Database Design – Should Table Relations Be Defined in Database or Code?

MySQLrdbmsrelational-databaseschema

In my experience, many of the projects I have read in the past didn't have relationship definitions in the database, instead they only defined them in the source code. So I'm wondering what are the advantages/disadvantages of defining relations between tables in the database and in source code? And the broader question is about other advanced features in modern databases like cascade, triggers, procedures… There are some points in my thoughts:

In the database:

  • Correct data from design. Prevent application errors which can cause invalid data.

  • Reduce network round trip to application when inserting/updating data as application has to make more query(s) to check data integrity.

In source code:

  • More flexible.

  • Better when scaling to multiple databases, as sometimes the relation can be cross-database.

  • More control over data integrity. The database doesn't have to check every time the application modifies data (complexity can be O(n) or O(n log n) (?)). Instead, it's delegated to application. And I think handling data integrity in the application will lead to more verbose error messages than using the database. Eg: when you create an API server, if you define the relations in the database, and something goes wrong (like the referenced entity doesn't exist), you will get an SQL Exception with a message. The simple way will be to return 500 to the client that there is an "Internal server error" and the client will have no idea what is going wrong. Or the server can parse the message to figure out what's wrong, which is an ugly, error-prone way in my opinion. If you let the application handle this, the server can generate a more meaningful message to client.

Is there anything else?

Edit: as Kilian points out, my point about performance & data integrity is very misguided. So I edited to correct my point there. I totally understand that letting the database handle it will be a more efficient and robust approach. Please check the updated question and give some thoughts about it.

Edit: thank you everyone. The answers I received all point out that the constraints/relations should be defined in the database. :). I have one more question, as it is quite out of scope of this question, I've just posted it as a separate question: Handle database error for API server. Please leave some insights.

Best Answer

TL;DR: Relationship constraints should go in the database.


Your application ain't big enough.

You are correct, indeed, that enforcing relationships across databases may require enforcing them in the application.

I would point out, however, that you should first check the documentation of the database software you are using, and check existing product offers. For example, there are clustering offers on top of Postgres and MySQL.

And even if you end up needing to have some validation in the application, don't throw out the baby with the bath water. After all, the less you have to do, the better off you are.
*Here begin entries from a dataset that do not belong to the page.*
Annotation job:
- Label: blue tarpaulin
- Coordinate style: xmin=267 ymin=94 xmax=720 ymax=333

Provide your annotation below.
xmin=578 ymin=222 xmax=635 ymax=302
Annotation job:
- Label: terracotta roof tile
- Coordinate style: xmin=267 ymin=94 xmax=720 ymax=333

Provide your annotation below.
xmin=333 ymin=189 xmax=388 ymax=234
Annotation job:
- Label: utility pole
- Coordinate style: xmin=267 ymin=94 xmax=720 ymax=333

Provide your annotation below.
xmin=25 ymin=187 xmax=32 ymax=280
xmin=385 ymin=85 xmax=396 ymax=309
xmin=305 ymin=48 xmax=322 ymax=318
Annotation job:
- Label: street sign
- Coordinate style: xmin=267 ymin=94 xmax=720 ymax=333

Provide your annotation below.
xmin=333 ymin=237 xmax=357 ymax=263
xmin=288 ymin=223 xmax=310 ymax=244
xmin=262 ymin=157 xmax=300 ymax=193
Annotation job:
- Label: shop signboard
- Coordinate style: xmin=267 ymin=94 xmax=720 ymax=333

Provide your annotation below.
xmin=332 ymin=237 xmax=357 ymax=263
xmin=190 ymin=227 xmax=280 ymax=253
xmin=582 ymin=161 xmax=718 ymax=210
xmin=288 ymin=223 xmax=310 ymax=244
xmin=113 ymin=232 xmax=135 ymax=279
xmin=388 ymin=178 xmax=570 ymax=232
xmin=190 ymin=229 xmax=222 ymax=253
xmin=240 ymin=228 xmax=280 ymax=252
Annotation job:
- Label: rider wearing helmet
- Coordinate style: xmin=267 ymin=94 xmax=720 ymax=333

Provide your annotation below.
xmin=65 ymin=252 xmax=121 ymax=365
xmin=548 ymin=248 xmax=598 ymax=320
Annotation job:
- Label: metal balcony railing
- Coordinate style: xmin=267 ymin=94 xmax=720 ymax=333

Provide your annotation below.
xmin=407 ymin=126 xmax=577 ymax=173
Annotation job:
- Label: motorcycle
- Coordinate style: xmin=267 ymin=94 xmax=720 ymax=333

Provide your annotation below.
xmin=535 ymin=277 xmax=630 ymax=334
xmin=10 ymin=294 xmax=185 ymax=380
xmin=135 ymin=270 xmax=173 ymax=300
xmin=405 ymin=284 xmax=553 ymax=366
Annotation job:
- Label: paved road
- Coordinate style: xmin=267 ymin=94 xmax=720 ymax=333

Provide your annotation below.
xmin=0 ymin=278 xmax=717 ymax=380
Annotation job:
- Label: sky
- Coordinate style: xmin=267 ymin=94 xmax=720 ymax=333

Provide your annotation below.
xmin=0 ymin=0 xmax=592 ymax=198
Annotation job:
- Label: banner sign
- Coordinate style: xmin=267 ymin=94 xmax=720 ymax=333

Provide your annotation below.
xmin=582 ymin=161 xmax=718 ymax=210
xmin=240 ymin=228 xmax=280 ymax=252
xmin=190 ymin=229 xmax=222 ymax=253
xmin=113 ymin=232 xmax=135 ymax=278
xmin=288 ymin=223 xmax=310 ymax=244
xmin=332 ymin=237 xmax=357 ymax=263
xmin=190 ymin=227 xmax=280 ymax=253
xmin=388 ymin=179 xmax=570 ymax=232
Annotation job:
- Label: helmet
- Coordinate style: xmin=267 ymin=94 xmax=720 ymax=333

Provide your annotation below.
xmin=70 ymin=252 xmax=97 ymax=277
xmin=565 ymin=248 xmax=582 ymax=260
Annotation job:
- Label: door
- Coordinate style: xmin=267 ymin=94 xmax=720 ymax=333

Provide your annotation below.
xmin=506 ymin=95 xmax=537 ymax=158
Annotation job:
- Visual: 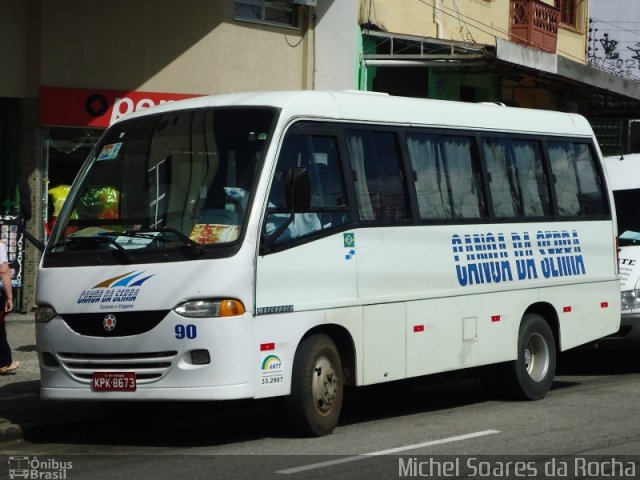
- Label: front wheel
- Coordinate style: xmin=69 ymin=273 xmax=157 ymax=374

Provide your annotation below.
xmin=288 ymin=334 xmax=344 ymax=437
xmin=506 ymin=313 xmax=556 ymax=400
Finally, if you are worried about future scalability issues, I am afraid that your application will have to undergo significant changes before it can scale anyway. As a rule of thumb, every time you grow 10x, you have to re-design... so let's not sink too much money into failing to anticipate scalability issues, and instead use money to actually reach the point where you have those issues.

Your application ain't correct enough.

What is the chance that the database you use have a faulty implementation of the check compared to the chance that your application has a faulty implementation of the check?

And which one do you alter most often?

I'd bet on the database being correct, any time.

Your developers ain't thinking distributed enough.

Reduce network round trip to application when insert/update data as application has to make more query(s) to check data integrity.

Red Flag!1

If you are thinking:

  • check if the record exists
  • if not, insert record

then you failed the most basic concurrency issue: another process/thread might be adding the record as you go.

If you are thinking:

  • check if the record exists
  • if not, insert record
  • check if the record was inserted as a duplicate

then you failed to account for MVCC: the view of the database that you have is a snapshot at the time your transaction started; it does not show all the updates that are occurring, and maybe not even committed.

Maintaining constraints across multiple sessions is a really hard problem, be glad it's solved in your database.

1 Unless your database properly implements the Serializable property; but few actually do.


Last:

And I think, handle data integrity in application will let to more verbose error message than using database. Eg: when you create an API server. If you define relations in database, and something go wrong(like the referenced entity doesn't exist), you will get an SQL Exception with message.

Do not parse error messages, if you use any production-grade database it should return structured errors. You'll have some error code, at least, to indicate what is possibly wrong, and based on this code you can craft a suitable error message.

Note that most of the times the code is enough: if you have an error code telling you that a referenced foreign key does not exist, then it's likely that this table only has one foreign key, so you know in the code what the problem is.

Also, and let's be honest here, most of the times you will not handle errors that gracefully anyway. Just because there are so many of them and you'll fail to account for them all...

... which just ties in to the correctness point above. Each time you see a "500: Internal Server Error" because a database constraint fired and was not handled, it means the database saved you, since you just forgot to handle it in the code.